Surfers’ myelopathy: a case series of 19 novice surfers with nontraumatic myelopathy. Neurology. 2012;79:2171-6.
サーファー脊髄症はサーフィン初心者に多く見られ、胸髄から円錐部にかけての病変の頻度が高い

Pearls & Oy-sters: Fibrocartilaginous embolism myelopathy.

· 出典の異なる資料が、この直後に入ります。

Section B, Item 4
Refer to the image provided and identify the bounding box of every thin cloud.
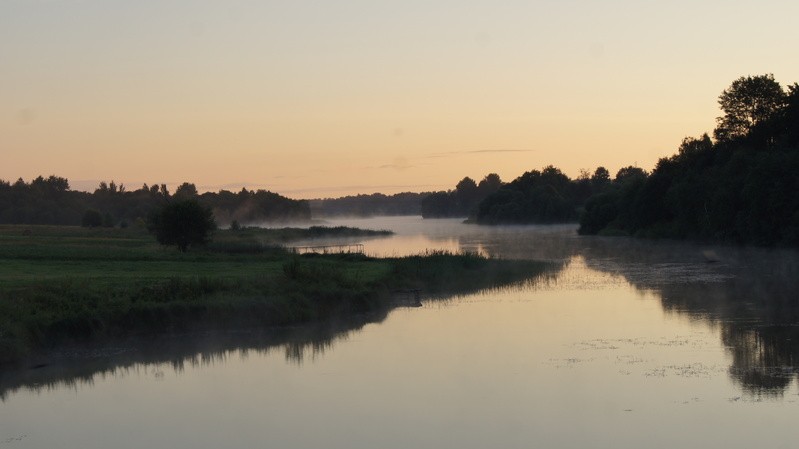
[427,149,535,158]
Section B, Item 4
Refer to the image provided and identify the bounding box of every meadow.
[0,225,548,363]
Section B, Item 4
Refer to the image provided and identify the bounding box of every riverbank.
[0,226,548,363]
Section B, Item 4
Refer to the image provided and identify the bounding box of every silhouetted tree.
[175,182,197,199]
[81,209,103,228]
[713,74,787,141]
[147,199,216,252]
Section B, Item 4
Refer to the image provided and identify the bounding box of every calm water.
[0,217,799,449]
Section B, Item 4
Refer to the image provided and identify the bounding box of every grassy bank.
[0,226,546,362]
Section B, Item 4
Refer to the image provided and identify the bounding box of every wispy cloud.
[425,149,535,158]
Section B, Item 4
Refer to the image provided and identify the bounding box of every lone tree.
[713,74,787,140]
[147,199,216,252]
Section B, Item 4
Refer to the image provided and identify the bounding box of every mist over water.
[0,217,799,448]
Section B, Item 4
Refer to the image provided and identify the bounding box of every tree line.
[450,74,799,246]
[579,74,799,246]
[0,175,311,227]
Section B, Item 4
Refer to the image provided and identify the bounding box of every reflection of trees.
[0,310,388,400]
[583,238,799,395]
[0,252,563,400]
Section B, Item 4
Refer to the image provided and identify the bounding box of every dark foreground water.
[0,217,799,449]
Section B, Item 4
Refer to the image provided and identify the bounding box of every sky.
[0,0,799,198]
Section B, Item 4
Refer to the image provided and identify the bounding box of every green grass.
[0,222,546,362]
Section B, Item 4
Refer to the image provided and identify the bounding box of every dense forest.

Neurology 2010 74: e21-e23.
線維軟骨塞栓症による脊髄症と考えられた25歳男性例

Improved outcome after lumbar microdiscectomy in patients shown their excised disc fragments: a prospective, double blind, randomised, controlled trial JNNP2009 Sep;80(9):1044-6内視鏡的腰椎椎間板切除術後に、切除切片を見せたグループは、見せなかったグループよりも予後が良い

Lower back pain caused by tophaceous gout of the spine. Neurology 2009 73: 404.
脊椎の結節性痛風により背部痛が出現した75歳男性例

A 63-year-old woman with urinary incontinence and progressive gait disorder. Neurology 2009 72: 1607-1613.
尿失禁と進行性歩行障害で発症したadult polyglucosan body病の63歳女性例

Metastatic epidural spinal cord compression. Lancet Neurol 2008;7:459-66.
転移性腫瘍による圧迫性の脊髄障害についてのレヴュー

頸椎症性脊髄症 upadate

Brain reorganization in patients with spinal cord compression evaluated using fMRI. Neurology 2010 74: 1048-1054.
頚椎症性頚髄症ではfMRIでのBOLD信号が対象群と比較して中心前回で増加し、中心後回で低下していたが、減圧術後はBOLD信号はそれぞれ増加した

Quantitative assessment of hand disability by the Nine-Hole-Peg Test (9-HPT) in cervical spondylotic myelopathy. JNNP 2008 Apr 17 [Epub ahead of print]
頸椎症性脊髄症でのNine-Hole-Peg Test (9-HPT)による評価は,簡単に行え,手の器用さをよく表している

脊髄空洞症 update

Assessment of spinal somatosensory systems with diffusion tensor imaging in syringomyelia
J Neurol Neurosurg Psychiatry 2009;80:1350-1356

3D拡散テンソル画像を用いて脊髄空洞症の脊髄を評価した。異方性比率(fractional anisotorophy)が感覚障害、冷感受性、脊髄視床伝導時間と相関した。この相関は、後側よりも腹側(脊髄視床路)で高かった。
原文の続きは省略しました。